食品は医薬品と違って全額が自己負担となりますが、医師の処方が必要ありません。また、非常に多くの商品があるため、食物繊維やビタミン・微量元素を強化したもの、脂質の組成が工夫されたもの、飲みやすい味にこだわったもの等、自分にとって飲みやすいものを選べるようになっています。
+αの情報②:『ラコール』は東日本大震災の影響で配合が変わった
『ラコール』は、当初「ビタミンK(フィトナジオン)」を125μg/200mLで配合した製剤『ラコール配合経腸用液』で販売されていました。しかし、2011年3月11日に起こった東日本大震災の影響で薬の供給が不足し、栄養剤の切り替えをしなければならない患者が急増した際、この配合量では『ワーファリン(一般名:ワルファリン)』の作用を大きく弱めてしまう恐れがありました。
このことから、2011年6月に「ビタミンK(フィトナジオン)」の含有量を12.5μg/200mLにまで減らした新しい製剤『ラコールNF配合経腸用液』に切り替えられています6)。
その結果、「ビタミンK(フィトナジオン)」の含有量は『エンシュア』・『ラコール』・『エネーボ』で大差はなくなっています。
※ビタミンKの含有量 1,2,4)
エンシュア・・・・17.5μg/250mL
エンシュアH・・・26.3μg/250mL
ラコール・・・・・12.5μg/200mL
エネーボ・・・・・26.3μg/250mL
6) 大塚製薬 2011年6月 「ラコールNF配合経腸用液新発売・ラコール配合経腸用販売中止 ご案内」
+αの情報③:カロリーや微量元素を改良した『イノラス』
半消化態栄養剤には、2019年に新しい『イノラス』が登場しています。
『イノラス』は1袋125mLで200kcal、あるいは1袋187.5mLで300kcalを摂取できる高カロリー製剤(1.6kcal/mL)で、なおかつ「セレン」「クロム」「モリブデン」に加えて「ヨウ素」も補充できる製剤になっています7)。

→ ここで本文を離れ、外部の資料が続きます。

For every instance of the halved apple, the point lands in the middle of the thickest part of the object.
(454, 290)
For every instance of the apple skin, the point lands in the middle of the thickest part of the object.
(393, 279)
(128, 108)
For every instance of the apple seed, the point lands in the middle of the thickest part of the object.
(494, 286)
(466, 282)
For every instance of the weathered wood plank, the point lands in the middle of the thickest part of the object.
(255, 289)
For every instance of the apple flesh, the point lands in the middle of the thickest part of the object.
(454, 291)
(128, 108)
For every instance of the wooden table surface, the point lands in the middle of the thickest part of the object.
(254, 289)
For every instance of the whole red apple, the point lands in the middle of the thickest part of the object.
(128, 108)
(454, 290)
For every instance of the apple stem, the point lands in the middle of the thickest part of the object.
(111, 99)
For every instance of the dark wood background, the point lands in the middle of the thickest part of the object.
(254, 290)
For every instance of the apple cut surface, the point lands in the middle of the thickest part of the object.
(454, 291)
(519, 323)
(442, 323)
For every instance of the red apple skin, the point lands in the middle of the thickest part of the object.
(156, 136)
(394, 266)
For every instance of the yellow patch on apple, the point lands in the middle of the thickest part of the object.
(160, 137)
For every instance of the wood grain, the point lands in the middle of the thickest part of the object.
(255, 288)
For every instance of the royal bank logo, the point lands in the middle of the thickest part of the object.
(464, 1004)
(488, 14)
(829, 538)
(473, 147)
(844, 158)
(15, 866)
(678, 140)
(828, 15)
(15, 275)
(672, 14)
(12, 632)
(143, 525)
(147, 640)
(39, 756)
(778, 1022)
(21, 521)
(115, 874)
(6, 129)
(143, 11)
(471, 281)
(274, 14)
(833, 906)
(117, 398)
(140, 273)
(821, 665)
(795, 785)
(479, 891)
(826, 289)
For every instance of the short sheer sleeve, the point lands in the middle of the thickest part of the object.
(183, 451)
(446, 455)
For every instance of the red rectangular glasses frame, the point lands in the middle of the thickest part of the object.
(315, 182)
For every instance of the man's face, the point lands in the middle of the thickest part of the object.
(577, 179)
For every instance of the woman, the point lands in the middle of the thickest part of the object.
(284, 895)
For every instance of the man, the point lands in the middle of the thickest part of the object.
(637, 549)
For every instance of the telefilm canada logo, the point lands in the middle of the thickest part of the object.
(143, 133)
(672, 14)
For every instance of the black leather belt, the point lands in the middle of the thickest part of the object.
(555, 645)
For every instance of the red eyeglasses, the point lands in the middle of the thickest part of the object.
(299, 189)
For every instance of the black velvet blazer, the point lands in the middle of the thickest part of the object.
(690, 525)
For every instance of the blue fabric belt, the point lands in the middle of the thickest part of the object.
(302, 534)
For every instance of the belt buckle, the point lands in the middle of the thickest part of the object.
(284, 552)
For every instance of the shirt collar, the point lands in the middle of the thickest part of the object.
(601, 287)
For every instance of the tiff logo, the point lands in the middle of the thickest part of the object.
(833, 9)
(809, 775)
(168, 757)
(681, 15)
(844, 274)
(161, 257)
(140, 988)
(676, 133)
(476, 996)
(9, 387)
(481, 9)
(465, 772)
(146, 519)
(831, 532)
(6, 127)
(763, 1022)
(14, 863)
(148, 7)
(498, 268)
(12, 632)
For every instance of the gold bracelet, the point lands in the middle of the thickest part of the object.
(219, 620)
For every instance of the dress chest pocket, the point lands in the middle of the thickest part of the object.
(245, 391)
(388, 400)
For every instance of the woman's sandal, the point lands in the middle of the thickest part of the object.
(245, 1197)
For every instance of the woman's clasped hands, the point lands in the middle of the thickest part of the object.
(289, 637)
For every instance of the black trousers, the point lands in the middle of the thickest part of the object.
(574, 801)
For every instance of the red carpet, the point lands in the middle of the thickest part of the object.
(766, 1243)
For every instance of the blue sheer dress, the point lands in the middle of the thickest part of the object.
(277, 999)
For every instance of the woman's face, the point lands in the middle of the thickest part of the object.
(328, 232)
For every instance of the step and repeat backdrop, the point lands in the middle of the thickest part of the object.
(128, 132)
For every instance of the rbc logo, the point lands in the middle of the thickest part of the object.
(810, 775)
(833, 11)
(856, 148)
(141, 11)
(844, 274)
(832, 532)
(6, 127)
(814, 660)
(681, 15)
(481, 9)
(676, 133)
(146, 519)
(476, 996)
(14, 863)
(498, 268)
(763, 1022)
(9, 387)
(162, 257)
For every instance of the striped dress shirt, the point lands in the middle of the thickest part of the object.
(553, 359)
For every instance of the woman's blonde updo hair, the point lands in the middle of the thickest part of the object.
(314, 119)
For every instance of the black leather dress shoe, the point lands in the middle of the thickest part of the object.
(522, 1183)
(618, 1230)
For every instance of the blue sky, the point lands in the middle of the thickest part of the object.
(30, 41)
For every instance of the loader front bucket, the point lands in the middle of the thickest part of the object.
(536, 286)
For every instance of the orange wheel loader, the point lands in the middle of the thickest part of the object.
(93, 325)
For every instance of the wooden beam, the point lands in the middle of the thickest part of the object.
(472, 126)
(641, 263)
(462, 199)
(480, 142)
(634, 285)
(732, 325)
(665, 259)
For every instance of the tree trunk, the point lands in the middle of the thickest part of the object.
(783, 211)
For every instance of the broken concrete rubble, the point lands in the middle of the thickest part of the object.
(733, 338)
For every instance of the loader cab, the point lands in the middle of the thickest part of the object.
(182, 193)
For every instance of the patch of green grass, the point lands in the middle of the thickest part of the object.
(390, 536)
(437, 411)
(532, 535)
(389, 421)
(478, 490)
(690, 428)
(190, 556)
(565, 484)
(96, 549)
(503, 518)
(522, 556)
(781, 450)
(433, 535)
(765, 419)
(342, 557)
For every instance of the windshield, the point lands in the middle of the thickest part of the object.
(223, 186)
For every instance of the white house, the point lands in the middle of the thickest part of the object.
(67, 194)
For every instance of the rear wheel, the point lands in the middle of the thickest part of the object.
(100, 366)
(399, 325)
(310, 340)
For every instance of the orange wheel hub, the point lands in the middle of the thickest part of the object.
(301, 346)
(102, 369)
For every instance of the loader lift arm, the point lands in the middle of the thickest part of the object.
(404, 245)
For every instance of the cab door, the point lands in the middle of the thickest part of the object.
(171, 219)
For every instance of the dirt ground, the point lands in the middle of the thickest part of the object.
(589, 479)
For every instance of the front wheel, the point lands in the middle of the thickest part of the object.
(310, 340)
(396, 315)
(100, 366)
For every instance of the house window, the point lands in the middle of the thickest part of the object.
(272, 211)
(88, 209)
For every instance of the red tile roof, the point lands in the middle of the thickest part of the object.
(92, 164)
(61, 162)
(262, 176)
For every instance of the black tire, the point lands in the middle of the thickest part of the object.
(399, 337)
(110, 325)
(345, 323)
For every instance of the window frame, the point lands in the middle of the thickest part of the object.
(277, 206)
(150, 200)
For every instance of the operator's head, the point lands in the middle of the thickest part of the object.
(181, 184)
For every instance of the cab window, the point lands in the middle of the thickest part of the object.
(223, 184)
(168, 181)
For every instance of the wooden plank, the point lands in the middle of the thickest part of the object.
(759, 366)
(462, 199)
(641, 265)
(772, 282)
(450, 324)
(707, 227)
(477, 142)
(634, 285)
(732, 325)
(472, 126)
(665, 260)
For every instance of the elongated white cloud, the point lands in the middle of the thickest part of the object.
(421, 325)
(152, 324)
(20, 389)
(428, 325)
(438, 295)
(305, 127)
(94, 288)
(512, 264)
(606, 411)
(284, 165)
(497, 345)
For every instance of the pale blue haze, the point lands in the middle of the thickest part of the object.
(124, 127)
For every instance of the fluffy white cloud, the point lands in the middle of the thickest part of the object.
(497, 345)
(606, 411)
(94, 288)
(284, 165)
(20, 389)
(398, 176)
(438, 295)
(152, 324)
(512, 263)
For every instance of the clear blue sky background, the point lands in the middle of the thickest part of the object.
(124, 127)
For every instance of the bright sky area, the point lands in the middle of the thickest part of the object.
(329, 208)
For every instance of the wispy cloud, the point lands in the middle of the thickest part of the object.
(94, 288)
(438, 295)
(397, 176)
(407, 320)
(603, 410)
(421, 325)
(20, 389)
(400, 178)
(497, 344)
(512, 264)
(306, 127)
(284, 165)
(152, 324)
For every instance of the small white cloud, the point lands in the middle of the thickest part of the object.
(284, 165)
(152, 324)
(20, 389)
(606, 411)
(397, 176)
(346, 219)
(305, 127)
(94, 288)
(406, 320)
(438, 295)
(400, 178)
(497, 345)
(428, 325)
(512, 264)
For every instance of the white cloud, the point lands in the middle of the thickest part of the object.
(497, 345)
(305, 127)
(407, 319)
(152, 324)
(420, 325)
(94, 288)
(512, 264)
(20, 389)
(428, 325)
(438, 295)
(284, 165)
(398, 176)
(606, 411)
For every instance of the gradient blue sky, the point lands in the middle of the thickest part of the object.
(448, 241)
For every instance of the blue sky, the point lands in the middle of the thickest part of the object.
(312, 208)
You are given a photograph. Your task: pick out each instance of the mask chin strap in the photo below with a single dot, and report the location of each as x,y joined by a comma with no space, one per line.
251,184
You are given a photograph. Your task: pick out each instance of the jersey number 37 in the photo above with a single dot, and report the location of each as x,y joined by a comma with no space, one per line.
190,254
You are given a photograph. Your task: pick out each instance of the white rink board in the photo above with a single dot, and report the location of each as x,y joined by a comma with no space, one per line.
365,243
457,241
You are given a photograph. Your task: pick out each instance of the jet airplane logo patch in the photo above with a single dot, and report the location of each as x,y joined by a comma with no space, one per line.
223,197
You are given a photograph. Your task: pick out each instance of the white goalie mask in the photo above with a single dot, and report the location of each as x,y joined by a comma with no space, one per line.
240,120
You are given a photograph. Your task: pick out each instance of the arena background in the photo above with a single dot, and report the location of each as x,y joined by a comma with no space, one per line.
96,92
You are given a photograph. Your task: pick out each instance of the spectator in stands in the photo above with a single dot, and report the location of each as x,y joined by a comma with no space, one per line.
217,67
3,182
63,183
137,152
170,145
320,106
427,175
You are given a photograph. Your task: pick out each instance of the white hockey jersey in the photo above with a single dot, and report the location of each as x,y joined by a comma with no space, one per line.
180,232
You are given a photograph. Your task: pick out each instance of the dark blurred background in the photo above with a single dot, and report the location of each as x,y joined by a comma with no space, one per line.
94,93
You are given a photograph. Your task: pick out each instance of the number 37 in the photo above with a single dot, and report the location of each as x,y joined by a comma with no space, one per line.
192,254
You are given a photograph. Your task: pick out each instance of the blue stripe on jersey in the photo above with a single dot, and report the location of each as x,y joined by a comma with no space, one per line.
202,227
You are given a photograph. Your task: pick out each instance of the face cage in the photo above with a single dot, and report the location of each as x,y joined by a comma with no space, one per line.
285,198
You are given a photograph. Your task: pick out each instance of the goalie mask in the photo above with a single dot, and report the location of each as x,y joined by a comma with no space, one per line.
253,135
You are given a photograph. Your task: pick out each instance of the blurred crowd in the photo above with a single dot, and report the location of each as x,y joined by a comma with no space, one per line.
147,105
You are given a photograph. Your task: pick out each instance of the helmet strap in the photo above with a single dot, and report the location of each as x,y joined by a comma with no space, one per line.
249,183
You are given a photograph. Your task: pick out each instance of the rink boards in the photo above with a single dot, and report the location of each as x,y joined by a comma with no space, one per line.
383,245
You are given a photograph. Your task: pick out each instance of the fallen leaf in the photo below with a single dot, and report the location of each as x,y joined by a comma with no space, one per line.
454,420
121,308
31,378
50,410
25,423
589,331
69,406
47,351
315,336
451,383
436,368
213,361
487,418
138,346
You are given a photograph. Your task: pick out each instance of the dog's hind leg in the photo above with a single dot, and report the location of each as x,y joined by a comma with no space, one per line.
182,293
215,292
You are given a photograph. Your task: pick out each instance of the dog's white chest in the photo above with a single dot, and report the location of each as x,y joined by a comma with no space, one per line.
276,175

ただし、他の製剤に比べて粘度や浸透圧は高め、という点には注意が必要です。
※『イノラス』の性状 7)
粘度:17.0mPa・s
浸透圧:670mOsm/L
7) イノラス配合経腸用液 インタビューフォーム
~注意事項~
◆用法用量はかかりつけの主治医・薬剤師の指示を必ずお守りください。
◆ここに記載されていることは「原則」であり、治療には各々の環境や状況により「例外」が存在します。